22 Posted by Tom on 2 July 2007 | Permalink

I’m running windows, and to me the font smoothing is too much. Smaller text becomes almost too chunky to read. On windows it crashes as soon as you try to type in your proxy password and you can’t edit the proxy settings (the button is greyed out in preferences.) It seems to render pretty quickly, but I was testing at work and it seemed to lag on the initial request, like the Microsoft network protocol was stopping it and saying “What are you doing here?” : ) All told, I don’t think I’ll be switching away from firefox. Safari currently lacks the plugins I’ve come to depend on, and I just don’t see anything that really makes it worth switching. Based on the text alone I don’t see myself switching over to Safari as my default browser. I know it’s still in beta but I see myself sticking by firefox. However, I’m very excited to see Apple opening up it’s browser to windows users. One more browser I can test my sites on now.

23 Posted by neil craig on 20 July 2007 | Permalink

the thing that has always bothered me most about safari is it's refusal to use for( in ) loops. in the js apps we've developed, safari 2.x and 1.x have always failed on these loops...very irritating...haven't tried safari 3.x yet.

24 Posted by Ben Listwon on 25 July 2007 | Permalink

Thanks for the tip on turning on Tab to all elements.

But, there is still a major issue in Safari 3. They have removed the ability to programatically set focus on non-form elements, such as spans or divs.

Has anyone found a way around this?

It really presents quite a problem for allowing javascript to let the user do something like tab through a calendar, or even to change a style onfocus.

25 Posted by Mirko Gustony on 3 August 2007 | Permalink

Safari 3.0.3 is ignoring the media attribute on xml-stylesheet processing instructions when serving xhtml as application/xhtml+xml. This results in mixed up screen and print stylesheets -- which looks really ugly.

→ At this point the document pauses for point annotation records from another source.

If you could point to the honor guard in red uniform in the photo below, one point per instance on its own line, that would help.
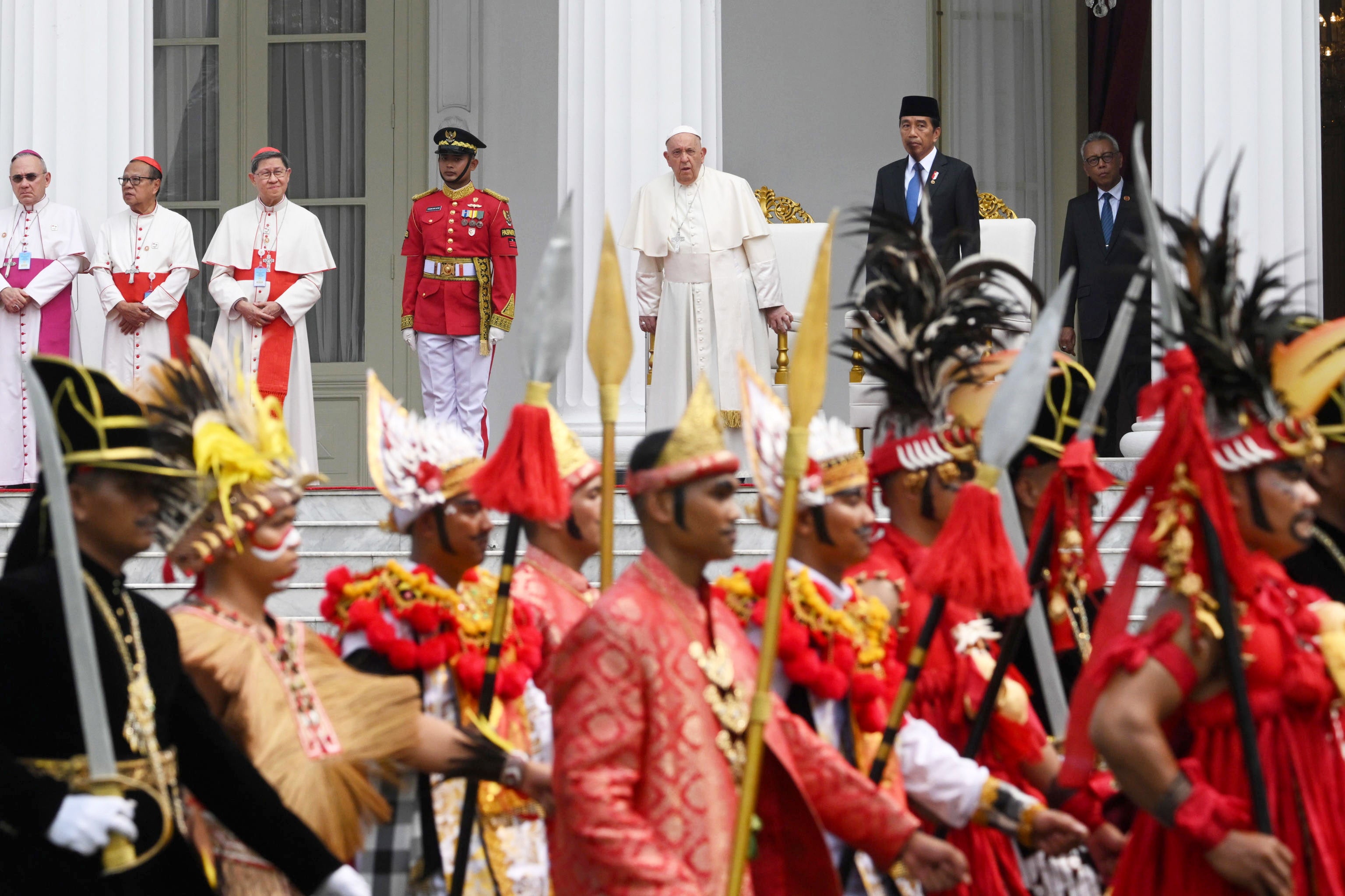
(458, 300)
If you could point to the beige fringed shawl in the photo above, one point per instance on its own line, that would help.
(307, 720)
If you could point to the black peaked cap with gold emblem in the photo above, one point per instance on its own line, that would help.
(99, 424)
(455, 142)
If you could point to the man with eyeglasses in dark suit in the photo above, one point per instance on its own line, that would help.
(1103, 241)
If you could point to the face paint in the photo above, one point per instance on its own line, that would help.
(291, 540)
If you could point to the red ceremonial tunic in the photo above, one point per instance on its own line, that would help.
(646, 801)
(467, 237)
(947, 696)
(1293, 700)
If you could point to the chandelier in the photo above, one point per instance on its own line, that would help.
(1332, 56)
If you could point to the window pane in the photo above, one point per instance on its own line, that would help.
(317, 17)
(186, 18)
(202, 310)
(187, 122)
(318, 116)
(337, 322)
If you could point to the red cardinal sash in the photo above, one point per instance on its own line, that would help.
(54, 335)
(135, 290)
(278, 340)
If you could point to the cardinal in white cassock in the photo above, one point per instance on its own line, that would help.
(708, 283)
(42, 248)
(142, 264)
(269, 257)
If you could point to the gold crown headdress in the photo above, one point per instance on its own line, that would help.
(694, 451)
(208, 418)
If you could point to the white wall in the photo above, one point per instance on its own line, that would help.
(76, 81)
(811, 93)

http://bugs.webkit.org/show_bug.cgi?id=11939

This bug seems to cover it -- but it looks untouched since it's been reported.

Greetings,
Mirko

26 Posted by Maciej Stachowiak on 4 September 2007 | Permalink

There was a request for download location of the iBench. Here it is. Unfortunately you need a Windows system with IIS to run it.

http://www.lionbridge.com/lionbridge/en-US/services/outsourced-testing/zdm-eula.htm

As a side note, I don't think there is any bug with the date object. If you suspect that is affecting some benchmark, you can make it run for enough iterations to be testable with stopwatch timing. I think the reason those DOM benchmarks are so fast is that our JS and DOM really are that fast.